Мери хотела выехать пораньше, воспользовавшись тем, что с утра распогодилось. Им предстоял сегодня долгий путь, они остановятся только к вечеру, и хорошо бы к этому времени добраться до постоялого двора. Мери подхватила сына и усадила в седло впереди себя.

– Держите, госпожа Ольгерсен, – произнес нотариус, который тем временем успел приблизиться к коню.

– Спасибо, метр, – ответила она, припрятывая подальше протянутый ей тугой кошелек. – Я напишу вам, сообщу, куда переслать остаток денег, вырученных от продажи.

– Если бы вы подождали еще несколько дней, – в последний раз попытался он уговорить ее, – мы успели бы все уладить окончательно.
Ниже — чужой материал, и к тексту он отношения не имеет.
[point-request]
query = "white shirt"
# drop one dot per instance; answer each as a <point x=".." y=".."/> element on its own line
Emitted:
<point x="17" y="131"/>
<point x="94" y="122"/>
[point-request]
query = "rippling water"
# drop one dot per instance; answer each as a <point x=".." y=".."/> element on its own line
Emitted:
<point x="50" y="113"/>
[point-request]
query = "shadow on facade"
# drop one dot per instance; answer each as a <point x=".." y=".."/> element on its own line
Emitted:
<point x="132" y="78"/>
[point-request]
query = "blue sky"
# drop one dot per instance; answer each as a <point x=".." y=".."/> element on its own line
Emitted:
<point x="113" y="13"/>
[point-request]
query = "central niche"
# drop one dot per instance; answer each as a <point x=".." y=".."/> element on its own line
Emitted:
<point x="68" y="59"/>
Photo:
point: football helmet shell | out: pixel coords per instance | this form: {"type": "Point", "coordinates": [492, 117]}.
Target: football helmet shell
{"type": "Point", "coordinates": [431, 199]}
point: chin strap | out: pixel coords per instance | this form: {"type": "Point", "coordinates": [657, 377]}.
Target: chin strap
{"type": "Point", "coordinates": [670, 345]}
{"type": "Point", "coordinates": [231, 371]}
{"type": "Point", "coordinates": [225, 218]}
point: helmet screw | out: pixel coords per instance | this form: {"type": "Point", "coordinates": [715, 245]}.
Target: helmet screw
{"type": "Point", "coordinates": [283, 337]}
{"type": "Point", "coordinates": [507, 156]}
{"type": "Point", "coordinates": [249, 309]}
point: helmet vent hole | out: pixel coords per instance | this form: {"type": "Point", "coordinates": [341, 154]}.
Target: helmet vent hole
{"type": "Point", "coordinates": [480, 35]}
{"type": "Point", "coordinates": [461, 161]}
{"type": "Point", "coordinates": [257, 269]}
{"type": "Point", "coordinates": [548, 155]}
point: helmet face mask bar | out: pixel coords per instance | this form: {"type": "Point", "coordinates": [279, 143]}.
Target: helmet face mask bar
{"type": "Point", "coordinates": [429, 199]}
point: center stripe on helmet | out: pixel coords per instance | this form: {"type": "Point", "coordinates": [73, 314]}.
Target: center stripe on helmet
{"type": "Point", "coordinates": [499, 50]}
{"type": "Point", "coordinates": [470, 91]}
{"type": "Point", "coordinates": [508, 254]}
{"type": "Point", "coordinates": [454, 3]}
– Знаю, но никак не могу остаться. Я и так слишком задержалась.

– Понимаю, – кивнул нотариус и отошел от коня, который перебирал ногами на месте, охваченный тем же нетерпением, что и всадница. – Удачи, госпожа Ольгерсен! Позаботься о ней! – прокричал он уже вслед, обращаясь к мальчику.

Конь, которого Мери безжалостно пришпорила, стрелой понесся вперед. Нотариус покачал головой, постоял немного, глядя на облачко пыли, поднятой конскими копытами и размышляя о печальной участи семьи Ольгерсен, затем вернулся к дому и в последний раз повернул ключ в замке, накрепко запирая двери трактира «Три подковы».

* * *

Эмма де Мортфонтен отвела прядь волос, прилипшую к взмокшему лобику Энн-Мери Ольгерсен. Как и каждую ночь с тех пор, как Эмма насильно увезла ее с собой, девочка спала, нахмурив брови, во сне часто стонала, плакала, а иногда и кричала. Ничего общего с ее вялым дневным безразличием.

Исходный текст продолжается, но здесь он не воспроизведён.